According to the third aspect of the present invention, the resonance state of the second capacitor and the inductor is different from each other by electrically disconnecting the inductance by the switching means for a predetermined time after the start of the starting operation. It is possible to prevent a large resonance current from flowing and prevent stress on parts such as the inverter means.

According to the discharge lamp lighting device of the fourth aspect,
Since the load includes the power supply device according to any one of claims 1 to 3, which is a discharge lamp, the respective effects can be obtained.

[Brief description of the drawings]

FIG. 1 is a circuit diagram showing a discharge lamp lighting device according to a first embodiment of the present invention.

FIG. 2 is a circuit diagram showing a discharge lamp lighting device according to the second embodiment.

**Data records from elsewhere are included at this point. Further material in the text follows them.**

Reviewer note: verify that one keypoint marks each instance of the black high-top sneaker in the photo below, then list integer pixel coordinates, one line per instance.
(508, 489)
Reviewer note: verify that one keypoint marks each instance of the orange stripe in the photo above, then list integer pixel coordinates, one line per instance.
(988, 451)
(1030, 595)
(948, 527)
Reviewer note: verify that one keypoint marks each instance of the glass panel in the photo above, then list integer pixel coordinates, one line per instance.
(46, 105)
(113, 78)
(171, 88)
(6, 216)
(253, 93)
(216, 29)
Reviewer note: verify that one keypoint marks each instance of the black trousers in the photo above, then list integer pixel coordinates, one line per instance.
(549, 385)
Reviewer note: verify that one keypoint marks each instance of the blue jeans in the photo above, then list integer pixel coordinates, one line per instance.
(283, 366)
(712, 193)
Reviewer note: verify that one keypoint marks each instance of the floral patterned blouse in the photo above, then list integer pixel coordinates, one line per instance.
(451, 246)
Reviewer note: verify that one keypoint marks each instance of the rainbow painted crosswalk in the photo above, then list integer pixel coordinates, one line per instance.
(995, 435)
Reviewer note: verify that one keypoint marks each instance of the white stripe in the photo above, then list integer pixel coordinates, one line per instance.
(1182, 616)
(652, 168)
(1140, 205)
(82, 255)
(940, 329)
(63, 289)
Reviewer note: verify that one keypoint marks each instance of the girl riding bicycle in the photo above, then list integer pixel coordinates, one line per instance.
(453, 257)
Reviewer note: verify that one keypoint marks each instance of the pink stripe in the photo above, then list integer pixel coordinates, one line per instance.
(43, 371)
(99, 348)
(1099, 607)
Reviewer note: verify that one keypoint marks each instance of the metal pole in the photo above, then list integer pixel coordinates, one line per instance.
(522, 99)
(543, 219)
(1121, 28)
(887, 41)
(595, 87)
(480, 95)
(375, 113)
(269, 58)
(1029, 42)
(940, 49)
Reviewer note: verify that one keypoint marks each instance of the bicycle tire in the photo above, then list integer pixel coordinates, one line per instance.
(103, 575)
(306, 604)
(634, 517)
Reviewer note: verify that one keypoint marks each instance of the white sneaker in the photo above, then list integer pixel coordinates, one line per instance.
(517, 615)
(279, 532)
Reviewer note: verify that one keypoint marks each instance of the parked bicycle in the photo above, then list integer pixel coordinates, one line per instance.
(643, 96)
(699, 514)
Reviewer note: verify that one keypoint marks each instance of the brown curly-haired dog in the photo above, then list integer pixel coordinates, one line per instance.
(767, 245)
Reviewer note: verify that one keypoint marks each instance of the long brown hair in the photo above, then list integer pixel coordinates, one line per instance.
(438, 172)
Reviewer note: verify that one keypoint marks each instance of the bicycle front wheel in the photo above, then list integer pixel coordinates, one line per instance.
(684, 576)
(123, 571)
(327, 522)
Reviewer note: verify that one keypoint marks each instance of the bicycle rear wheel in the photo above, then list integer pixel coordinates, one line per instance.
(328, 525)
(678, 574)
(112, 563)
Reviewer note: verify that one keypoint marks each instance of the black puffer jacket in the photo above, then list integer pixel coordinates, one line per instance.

FIG. 3 is a circuit diagram showing a discharge lamp lighting device according to a third embodiment;

[Explanation of symbols]

 DESCRIPTION OF SYMBOLS 1 Full-wave rectification circuit as rectification means 2 Control means 3 Inverter circuit as inverter means C1 First capacitor C2 Second capacitor C3 Charging capacitor D1 Diode e Commercial AC power supply FL Fluorescent lamp L1 as discharge lamp as load Inductor Q2 Field effect transistor as switching means

──────────────────────────────────────────────────続 き Continued on front page (51) Int.Cl. ⁶ Identification code FI H05B 41/29 H05B 41/29 C

Claims (4)

[Claims] A rectifier connected to an AC power supply for rectification; a first capacitor connected to an output of the rectifier; and a rectifier connected to an output of the first capacitor. A diode connected in a forward polarity, a second capacitor connected in parallel to a series circuit of the diode and the first capacitor, and a series of an inductor and a charging capacitor connected in parallel to the second capacitor A circuit; an inverter connected in parallel to the second capacitor to supply power to a load; a switching unit electrically connecting and disconnecting the inductor; and a switching unit that switches the inductor by the switching unit for a predetermined time after starting operation. A power supply device comprising: control means for electrically disconnecting the power supply. 2. A rectifier connected to an AC power supply for rectification, a first capacitor connected to an output of the rectifier, and a rectifier connected to an output of the first capacitor. A diode connected in a forward polarity; a second capacitor connected in parallel to the diode; a series of an inductor and a charging capacitor connected in parallel to a series circuit of the first capacitor and the second capacitor. A circuit; an inverter connected in parallel to the second capacitor to supply power to a load; a switching unit electrically connecting and disconnecting the inductor; and a switching unit that switches the inductor by the switching unit for a predetermined time after starting operation. A power supply device comprising: control means for electrically disconnecting the power supply. 3. A first capacitor connected to an AC power supply, a rectifier having an input side connected in parallel with the first capacitor, a second capacitor connected to an output side of the rectifier, A series circuit of an inductor and a charging capacitor connected in parallel to the second capacitor; an inverter connected in parallel to the second capacitor to supply power to a load; and electrically connecting and disconnecting the inductor. A power supply device comprising: switching means; and control means for electrically disconnecting the inductor by the switching means for a predetermined time after the start of operation. 4. A discharge lamp lighting device comprising the power supply device according to claim 1, wherein the load is a discharge lamp.